Cuba experimentou seu segundo apagão em todo o país em menos de uma semana, mergulhando a ilha na escuridão na tarde de sexta-feira, pouco antes do anoitecer. O apagão começou às 16h30, horário local, de acordo com a União Elétrica de Cuba, a empresa estatal responsável pela rede elétrica.

Esse incidente ocorre após um apagão similar na segunda-feira, totalizando quatro interrupções de energia em todo o país desde o início de 2023. Em março, outras duas quedas de energia total ocorreram, evidenciando problemas persistentes na infraestrutura elétrica da ilha, que é cada vez mais envelhecida. Grande parte do sistema elétrico cubano remonta ao período da Guerra Fria, entre 1960 e 1980.

Impactos do bloqueio de combustível dos EUA

A crise de energia em Cuba se intensificou desde janeiro, quando o então presidente dos Estados Unidos, Donald Trump, efetivamente cortou o fornecimento de petróleo estrangeiro à ilha. Desde os anos 1960, Cuba enfrenta um embargo comercial prolongado, que restringe severamente seu comércio com os EUA, a apenas 140 quilômetros de distância.

Trump, em seu segundo mandato, buscou provocar uma mudança de regime em Cuba, acusando o governo de Havana de abusos aos direitos humanos, incluindo a repressão violenta à dissidência. Em 3 de janeiro, Trump autorizou uma operação militar contra o presidente venezuelano Nicolás Maduro, um aliado do governo cubano. Após a remoção de Maduro, o governo dos EUA anunciou que a Venezuela não enviaria mais petróleo ou dinheiro para Cuba, e o controle das exportações de petróleo venezuelano continuou a ser mantido.

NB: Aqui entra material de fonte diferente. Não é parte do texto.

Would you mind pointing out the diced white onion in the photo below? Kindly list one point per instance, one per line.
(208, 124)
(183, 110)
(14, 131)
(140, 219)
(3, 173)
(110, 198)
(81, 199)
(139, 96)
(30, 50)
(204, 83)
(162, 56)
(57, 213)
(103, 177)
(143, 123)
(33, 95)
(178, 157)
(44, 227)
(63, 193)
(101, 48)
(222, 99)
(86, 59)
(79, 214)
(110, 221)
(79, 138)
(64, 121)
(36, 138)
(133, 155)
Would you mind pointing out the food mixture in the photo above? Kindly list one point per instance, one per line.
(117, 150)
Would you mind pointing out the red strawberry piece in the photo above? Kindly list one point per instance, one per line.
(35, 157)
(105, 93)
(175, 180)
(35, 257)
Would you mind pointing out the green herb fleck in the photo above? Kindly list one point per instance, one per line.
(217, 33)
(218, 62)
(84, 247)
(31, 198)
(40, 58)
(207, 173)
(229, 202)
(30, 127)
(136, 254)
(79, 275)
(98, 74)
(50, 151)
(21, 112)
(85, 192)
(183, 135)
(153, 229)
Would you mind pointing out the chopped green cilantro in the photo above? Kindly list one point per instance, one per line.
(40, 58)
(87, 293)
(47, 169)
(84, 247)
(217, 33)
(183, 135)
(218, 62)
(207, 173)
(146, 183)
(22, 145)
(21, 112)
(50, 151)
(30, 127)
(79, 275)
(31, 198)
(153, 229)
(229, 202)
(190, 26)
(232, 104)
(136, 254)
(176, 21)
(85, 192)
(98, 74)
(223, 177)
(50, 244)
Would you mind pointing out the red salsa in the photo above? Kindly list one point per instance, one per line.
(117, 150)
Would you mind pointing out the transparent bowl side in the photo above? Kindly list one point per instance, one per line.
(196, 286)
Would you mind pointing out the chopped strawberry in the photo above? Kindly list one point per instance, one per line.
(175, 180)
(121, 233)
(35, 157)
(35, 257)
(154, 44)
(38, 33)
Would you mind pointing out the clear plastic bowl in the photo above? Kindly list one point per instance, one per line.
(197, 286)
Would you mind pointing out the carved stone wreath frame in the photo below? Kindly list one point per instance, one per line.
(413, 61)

Consequências para a população cubana

Em 29 de janeiro, Trump emitiu uma ordem executiva afirmando que Cuba representa uma “ameaça extraordinária e incomum” para os Estados Unidos, ameaçando países que fornecem combustível à ilha com pesadas tarifas. Desde então, apenas um único navio-tanque russo chegou a Cuba, em março.

Atualmente, Cuba produz apenas 40% do petróleo que consome, de acordo com a Agência Internacional de Energia, dependendo do restante do fornecimento externo. Especialistas em direitos humanos alertaram que a contínua escassez de combustível pode ter consequências graves para a população civil, com serviços públicos, como transporte, sendo afetados. O alto comissário de direitos humanos da ONU, Volker Turk, destacou que a mortalidade infantil quase dobrou nos últimos meses, enfatizando que as restrições de combustível estão prejudicando especialmente os mais vulneráveis.

Enquanto isso, a administração Trump tem atribuído as quedas de energia à má gestão do governo cubano. O Secretário de Estado dos EUA, Marco Rubio, declarou em março que nada foi feito de forma punitiva contra o regime cubano.

Antes do bloqueio de combustível, Cuba planejava diversificar sua infraestrutura energética, reduzindo a dependência de combustíveis fósseis em favor de fontes renováveis, especialmente com a ajuda de tecnologia solar proveniente da China. No entanto, as energias renováveis ainda representam apenas cerca de 18% do consumo total de energia da ilha, com a meta de atingir quase um quarto até 2030.